Hi all! Thanks to all the help I've received from this forum, I have now been accepted to an MBA program! However, the issue for me is this:
I applied to two different MBA programs. I have a primary choice and a secondary choice. Now, my secondary choice has sent me an acceptance letter so I am in if I choose them. As for my primary choice, I still have to do an interview with them.
My dilemma is this - during the interview with my primary choice, I can tell them that I have already been accepted by my secondary choice or I can keep it a secret. There are pros and cons with telling my primary choice I've already been accepted by another college:
Pro: By telling my primary choice I've been accepted by another college for their MBA program, it shows I am in high demand and that the other college determined I met their standards.
Con: The primary choice may determine that I have another option, and if my primary choice wants to fulfill their enrollment quota, I am a risk for declining an acceptance from my primary choice. I'm not sure how adcoms think, but when I work with recruiters, and I tell a recruiter that I may have a job offer incoming, the recruiter loses all interest suddently because they cannot put my resume forward to the client, knowing that I may decline an offer from their client.
I'm not sure how MBA adcoms think. If anybody has any suggestions on whether I should tell my primary choice during the interview that I have been accepted to another program, or perhaps not tell them and keep it a secret, that would be greatly appreciated! Thanks in advance!
I would avoid using your acceptance as leverage against your first choice. I speak from experience as I was an admissions interviewer at UCLA Anderson. It is going to be a turn-off.
In fact, during the interview there will not really be too much of an opportunity to bring this up. The focus is on you, your background and your fit with the program.
Remember that at the end of each interview will be a specified time to ask questions of the interviewer.
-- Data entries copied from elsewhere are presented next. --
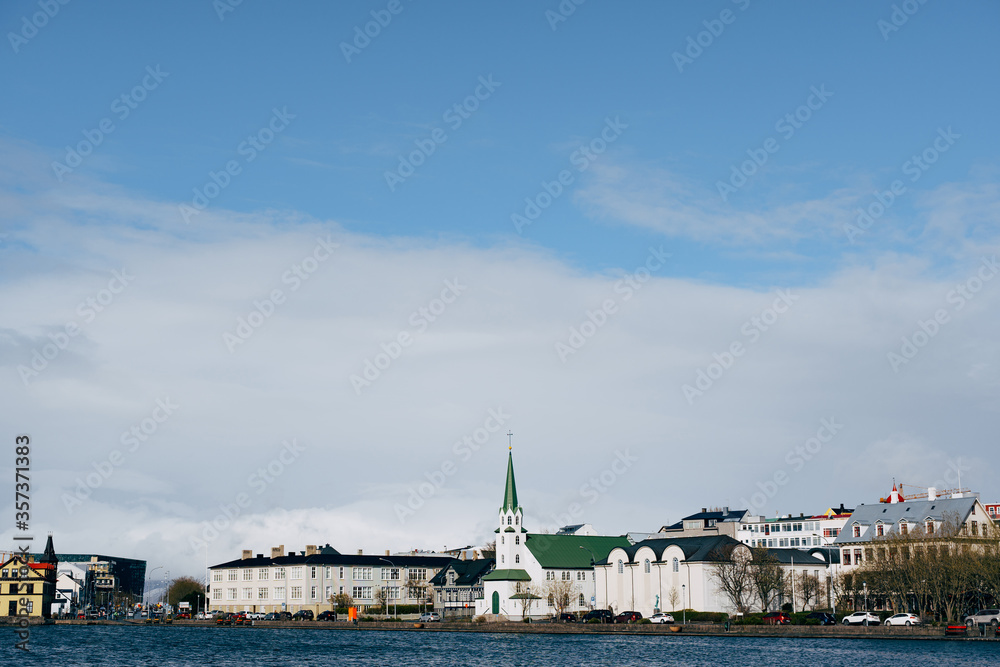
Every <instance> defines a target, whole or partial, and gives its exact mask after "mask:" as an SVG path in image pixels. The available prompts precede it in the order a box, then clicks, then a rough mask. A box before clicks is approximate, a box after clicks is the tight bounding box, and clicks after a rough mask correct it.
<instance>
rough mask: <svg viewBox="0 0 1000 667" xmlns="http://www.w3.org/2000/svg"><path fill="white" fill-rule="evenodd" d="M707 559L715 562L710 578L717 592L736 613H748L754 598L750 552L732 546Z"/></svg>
mask: <svg viewBox="0 0 1000 667" xmlns="http://www.w3.org/2000/svg"><path fill="white" fill-rule="evenodd" d="M709 558H710V559H711V560H714V561H716V562H715V563H714V564H713V566H712V578H713V580H714V581H715V584H716V586H717V587H718V589H719V591H720V592H721V593H722V594H723V595H725V596H726V598H727V599H728V600H729V602H730V603H731V604H732V605H733V607H735V608H736V611H738V612H739V613H741V614H745V613H746V612H748V611H749V610H750V605H751V604H753V596H754V585H753V584H754V582H753V578H752V571H753V562H752V557H751V554H750V550H749V549H748V548H747V547H745V546H743V545H734V546H730V547H724V548H723V549H721V550H720V551H718V552H715V553H713V554H710V555H709Z"/></svg>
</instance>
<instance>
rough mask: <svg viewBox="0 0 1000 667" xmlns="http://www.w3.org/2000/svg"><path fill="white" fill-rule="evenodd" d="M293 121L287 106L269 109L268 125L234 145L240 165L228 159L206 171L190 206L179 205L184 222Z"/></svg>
mask: <svg viewBox="0 0 1000 667" xmlns="http://www.w3.org/2000/svg"><path fill="white" fill-rule="evenodd" d="M294 118H295V114H293V113H289V112H288V107H282V108H281V109H280V110H279V109H278V108H277V107H274V108H273V109H271V118H270V119H269V120H268V121H267V123H266V124H265V125H264V126H263V127H261V128H260V129H259V130H257V131H256V132H254V133H253V134H248V135H247V138H246V139H244V140H243V141H241V142H240V143H239V145H237V146H236V154H237V155H239V156H240V157H241V158H242V162H241V161H240V160H238V159H236V160H229V161H228V162H226V164H225V165H224V166H223V167H222V169H220V170H219V171H212V170H209V172H208V180H207V181H205V184H204V185H202V186H201V187H200V188H194V189H193V190H192V191H193V192H194V196H193V197H192V198H191V205H190V206H188V205H187V204H181V205H180V206H179V210H180V212H181V217H182V218H184V222H185V223H186V224H190V223H191V218H192V217H193V216H195V215H198V214H199V213H201V212H202V211H204V210H205V209H206V208H208V205H209V204H210V203H211V202H212V200H213V199H215V198H216V197H218V196H219V195H220V194H222V191H223V190H225V189H226V188H228V187H229V185H230V184H231V183H232V182H233V178H234V177H235V176H239V175H240V174H241V173H243V165H244V164H250V163H251V162H253V161H254V160H256V159H257V156H258V155H260V154H261V153H262V152H263V151H265V150H266V149H267V147H268V146H270V145H271V143H272V142H273V141H274V140H275V139H276V138H277V136H278V135H279V134H281V133H282V132H284V131H285V130H286V129H287V128H288V125H289V123H291V121H292V120H293V119H294Z"/></svg>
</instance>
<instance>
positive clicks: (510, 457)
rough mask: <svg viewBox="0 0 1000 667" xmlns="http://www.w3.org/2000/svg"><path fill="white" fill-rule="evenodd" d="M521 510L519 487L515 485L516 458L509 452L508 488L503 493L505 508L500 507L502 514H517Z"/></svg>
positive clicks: (507, 466)
mask: <svg viewBox="0 0 1000 667" xmlns="http://www.w3.org/2000/svg"><path fill="white" fill-rule="evenodd" d="M518 509H520V505H518V504H517V485H516V484H515V483H514V457H513V456H512V455H511V453H510V452H509V451H508V452H507V486H506V487H505V488H504V491H503V506H501V507H500V511H501V512H507V511H508V510H509V511H511V512H516V511H517V510H518Z"/></svg>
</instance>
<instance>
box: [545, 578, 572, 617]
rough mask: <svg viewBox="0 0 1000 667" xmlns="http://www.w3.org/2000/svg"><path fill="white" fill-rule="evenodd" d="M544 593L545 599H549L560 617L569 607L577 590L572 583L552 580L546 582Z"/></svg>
mask: <svg viewBox="0 0 1000 667" xmlns="http://www.w3.org/2000/svg"><path fill="white" fill-rule="evenodd" d="M543 592H544V593H545V597H547V598H548V600H549V603H550V606H552V607H555V609H556V615H557V616H558V615H559V614H562V613H563V612H564V611H566V608H567V607H569V605H570V601H571V599H572V596H573V593H575V592H576V588H575V587H574V586H573V582H572V581H565V580H562V579H550V580H548V581H546V582H545V587H544V589H543Z"/></svg>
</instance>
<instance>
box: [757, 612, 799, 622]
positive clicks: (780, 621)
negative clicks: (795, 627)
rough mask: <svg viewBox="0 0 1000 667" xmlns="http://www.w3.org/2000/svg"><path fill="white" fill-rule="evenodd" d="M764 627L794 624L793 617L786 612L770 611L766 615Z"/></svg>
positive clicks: (761, 619) (765, 616)
mask: <svg viewBox="0 0 1000 667" xmlns="http://www.w3.org/2000/svg"><path fill="white" fill-rule="evenodd" d="M761 620H763V621H764V625H789V624H791V622H792V617H791V616H789V615H788V612H785V611H770V612H768V613H766V614H764V618H763V619H761Z"/></svg>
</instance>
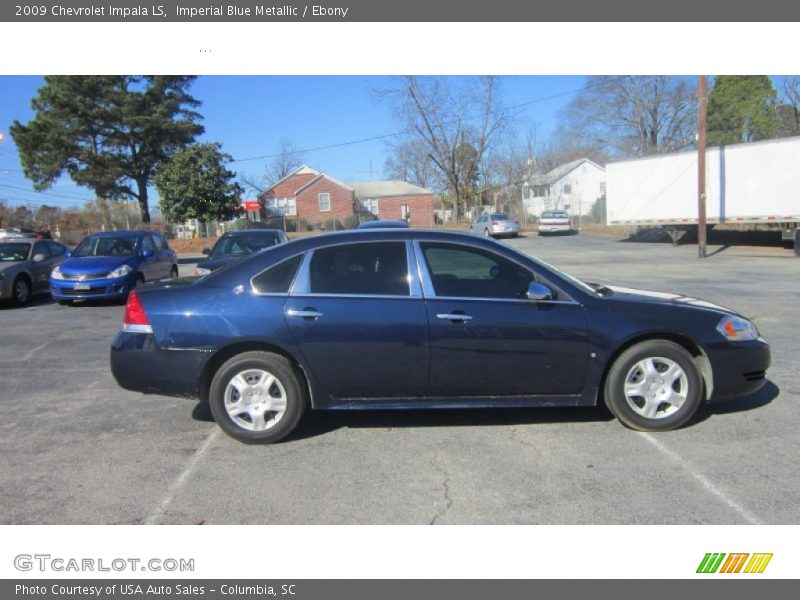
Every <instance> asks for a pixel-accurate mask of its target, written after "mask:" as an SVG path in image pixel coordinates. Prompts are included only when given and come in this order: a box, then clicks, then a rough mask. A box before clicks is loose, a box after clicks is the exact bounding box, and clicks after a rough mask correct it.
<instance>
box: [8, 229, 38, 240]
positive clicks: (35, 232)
mask: <svg viewBox="0 0 800 600" xmlns="http://www.w3.org/2000/svg"><path fill="white" fill-rule="evenodd" d="M10 237H32V238H35V237H36V232H35V231H34V230H33V229H28V228H27V227H4V228H2V229H0V239H3V238H10Z"/></svg>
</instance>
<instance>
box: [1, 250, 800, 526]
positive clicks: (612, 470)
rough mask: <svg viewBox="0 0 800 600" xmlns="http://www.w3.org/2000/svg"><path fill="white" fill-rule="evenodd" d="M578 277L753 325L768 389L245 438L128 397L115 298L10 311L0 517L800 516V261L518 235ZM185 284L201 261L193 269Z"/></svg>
mask: <svg viewBox="0 0 800 600" xmlns="http://www.w3.org/2000/svg"><path fill="white" fill-rule="evenodd" d="M509 243H510V244H512V245H515V246H517V247H519V248H521V249H522V250H524V251H526V252H530V253H532V254H534V255H536V256H539V257H541V258H543V259H545V260H547V261H549V262H551V263H553V264H555V265H556V266H558V267H560V268H562V269H564V270H566V271H567V272H569V273H572V274H574V275H576V276H578V277H582V278H586V279H590V280H593V281H599V282H604V283H617V284H620V285H626V286H631V287H641V288H645V289H653V290H658V291H679V292H683V293H686V294H689V295H694V296H697V297H700V298H704V299H707V300H710V301H712V302H716V303H719V304H722V305H725V306H729V307H731V308H734V309H736V310H738V311H740V312H742V313H744V314H745V315H747V316H750V317H751V318H753V320H754V321H755V322H756V324H757V325H758V327H759V329H760V331H761V333H762V335H763V336H764V337H765V338H767V340H769V342H770V343H771V345H772V351H773V366H772V368H771V370H770V371H769V373H768V378H769V381H768V383H767V385H766V386H765V387H764V388H763V389H762V390H761V391H760V392H758V393H757V394H755V395H752V396H749V397H746V398H741V399H739V400H737V401H734V402H732V403H728V404H724V405H719V406H714V407H709V408H703V409H701V412H700V414H699V415H698V417H697V418H696V419H695V420H694V421H692V422H691V423H690V425H689V426H687V427H685V428H683V429H680V430H678V431H673V432H668V433H660V434H648V433H636V432H633V431H630V430H627V429H625V428H624V427H623V426H622V425H620V424H619V423H618V422H617V421H616V420H614V419H613V418H612V417H611V416H610V414H609V413H608V412H606V410H605V409H603V408H591V409H525V410H516V409H515V410H495V411H489V410H484V411H480V410H469V411H418V412H382V411H381V412H379V411H375V412H363V413H319V414H312V415H311V416H310V418H308V419H307V420H306V421H305V422H304V423H303V424H302V425H301V427H300V428H299V430H298V431H297V432H296V434H293V435H292V436H291V437H290V438H289V440H288V441H286V442H283V443H280V444H277V445H273V446H245V445H242V444H240V443H238V442H236V441H234V440H232V439H230V438H228V437H227V436H225V435H224V434H223V433H222V432H221V431H219V430H218V428H217V426H216V425H215V424H214V423H213V421H212V419H211V416H210V413H209V412H208V410H207V409H206V408H205V407H204V406H202V405H198V404H197V403H195V402H193V401H190V400H186V399H177V398H167V397H162V396H143V395H141V394H136V393H132V392H127V391H124V390H122V389H120V388H118V387H117V386H116V384H115V382H114V380H113V378H112V376H111V373H110V372H109V368H108V350H109V345H110V342H111V340H112V339H113V337H114V335H115V333H116V330H117V329H118V327H119V324H120V322H121V319H122V313H123V306H122V305H121V304H99V303H93V304H83V305H81V304H78V305H76V306H73V307H62V306H59V305H57V304H55V303H53V302H51V301H50V300H49V299H39V300H37V301H35V302H34V303H33V304H32V305H31V306H29V307H27V308H24V309H15V308H11V307H9V306H2V307H0V336H1V337H0V339H1V340H2V341H0V373H2V377H0V410H2V418H1V419H0V481H1V482H2V486H0V523H3V524H12V523H41V524H68V523H69V524H71V523H97V524H115V523H126V524H135V523H186V524H192V523H195V524H199V523H243V524H246V523H282V524H305V523H319V524H339V523H349V524H362V523H363V524H367V523H369V524H395V523H398V524H427V523H435V524H476V523H492V524H495V523H501V524H521V523H531V524H534V523H535V524H545V523H546V524H572V523H580V524H665V523H681V524H707V523H713V524H746V523H764V524H787V523H800V461H798V456H800V435H798V431H800V411H798V410H797V402H798V400H800V383H798V377H797V373H798V370H799V369H798V366H799V365H800V342H798V339H800V337H799V336H798V335H797V333H796V332H795V331H794V330H792V329H791V327H792V326H793V325H795V324H796V322H797V315H798V309H797V306H798V298H799V297H800V277H799V275H800V258H797V257H795V256H794V255H793V253H792V252H791V251H787V250H781V249H777V248H750V247H729V248H724V247H719V248H718V247H710V248H709V251H710V252H711V253H713V254H712V256H710V257H709V258H707V259H705V260H702V261H701V260H698V259H697V258H696V248H695V247H694V246H680V247H672V246H670V245H667V244H639V243H627V242H620V241H616V240H614V239H612V238H606V237H600V236H596V235H588V234H582V235H578V236H568V237H547V238H539V237H536V236H528V237H525V238H520V239H517V240H512V241H510V242H509ZM181 269H182V272H183V273H185V272H191V269H193V267H192V265H189V264H183V265H181Z"/></svg>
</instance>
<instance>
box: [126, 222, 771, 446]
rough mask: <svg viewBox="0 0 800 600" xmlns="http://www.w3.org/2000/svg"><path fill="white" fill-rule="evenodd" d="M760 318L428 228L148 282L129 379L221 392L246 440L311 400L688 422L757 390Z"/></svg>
mask: <svg viewBox="0 0 800 600" xmlns="http://www.w3.org/2000/svg"><path fill="white" fill-rule="evenodd" d="M769 363H770V352H769V346H768V345H767V343H766V341H764V340H763V339H762V338H761V337H760V335H759V333H758V331H757V329H756V327H755V325H753V324H752V323H751V322H750V321H748V320H747V319H745V318H744V317H742V316H741V315H738V314H736V313H735V312H733V311H731V310H728V309H726V308H722V307H720V306H716V305H714V304H711V303H708V302H704V301H701V300H697V299H694V298H689V297H686V296H681V295H678V294H665V293H654V292H644V291H639V290H633V289H623V288H619V287H611V286H604V285H599V284H594V283H585V282H583V281H579V280H577V279H575V278H573V277H571V276H569V275H567V274H565V273H563V272H561V271H559V270H558V269H556V268H554V267H552V266H550V265H547V264H546V263H544V262H541V261H539V260H536V259H533V258H531V257H529V256H527V255H525V254H521V253H519V252H517V251H516V250H514V249H513V248H511V247H509V246H507V245H504V244H501V243H499V242H495V241H494V240H492V239H486V238H478V237H476V236H472V235H467V234H460V233H452V232H441V231H440V232H435V231H423V230H415V229H394V230H389V229H387V230H371V231H370V230H362V231H349V232H339V233H331V234H326V235H320V236H317V237H312V238H304V239H299V240H296V241H293V242H290V243H288V244H282V245H278V246H274V247H273V248H270V249H267V250H265V251H263V252H259V253H256V254H253V255H251V256H250V257H248V258H245V259H243V260H242V261H239V262H237V263H235V264H232V265H230V266H226V267H223V268H221V269H219V270H217V271H214V272H213V273H211V274H209V275H206V276H205V277H201V278H199V279H192V280H180V279H178V280H165V281H161V282H155V283H152V284H148V285H145V286H142V287H140V288H137V289H136V290H135V291H133V292H131V294H130V296H129V298H128V303H127V306H126V308H125V317H124V322H123V324H122V330H121V331H120V332H119V334H118V335H117V337H116V338H115V340H114V342H113V345H112V348H111V369H112V372H113V374H114V377H115V378H116V380H117V382H118V383H119V384H120V385H121V386H122V387H124V388H126V389H130V390H135V391H139V392H145V393H156V394H166V395H176V396H189V397H195V398H199V399H201V400H203V401H208V402H209V404H210V408H211V412H212V414H213V416H214V419H215V420H216V422H217V423H218V424H219V426H220V427H221V428H222V429H223V430H224V431H225V432H226V433H228V434H230V435H231V436H233V437H234V438H236V439H238V440H241V441H243V442H248V443H255V442H262V443H268V442H275V441H278V440H280V439H281V438H283V437H285V436H286V435H287V434H288V433H289V432H291V431H292V430H293V429H294V428H295V426H296V425H297V424H298V422H299V421H300V419H301V417H302V416H303V414H304V412H305V411H307V410H309V409H317V410H342V409H364V408H369V409H374V408H391V409H398V408H459V407H523V406H525V407H528V406H530V407H534V406H592V405H595V404H597V403H599V402H605V404H606V405H607V407H608V408H609V409H610V410H611V412H612V413H613V414H614V415H615V416H616V417H617V418H618V419H619V420H620V421H621V422H622V423H623V424H625V425H626V426H628V427H630V428H633V429H637V430H642V431H662V430H669V429H674V428H676V427H680V426H682V425H684V424H685V423H686V422H687V421H689V420H690V419H691V418H692V416H693V415H694V414H695V412H696V410H697V408H698V406H700V404H701V403H703V402H709V401H712V400H716V399H722V398H730V397H735V396H739V395H743V394H747V393H750V392H753V391H755V390H757V389H758V388H759V387H761V386H762V385H763V383H764V381H765V376H766V370H767V368H768V367H769Z"/></svg>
Avoid bringing this up, at this point. It will be tempting.
Additionally, I would not think of it as keeping a secret. It is really just focusing on the business at hand.
In summary, it is just a simple expected outcome calculation. What good can come of it? So you were accepted by a lower ranked program. If you disclose, then the interviewer will think to themselves - "then go to the lower ranked school." If you keep your cards closer to your chest, then you avoid making irrelevant comparisons. The 2 schools are different and, in general, comparing schools to each other is bad politics.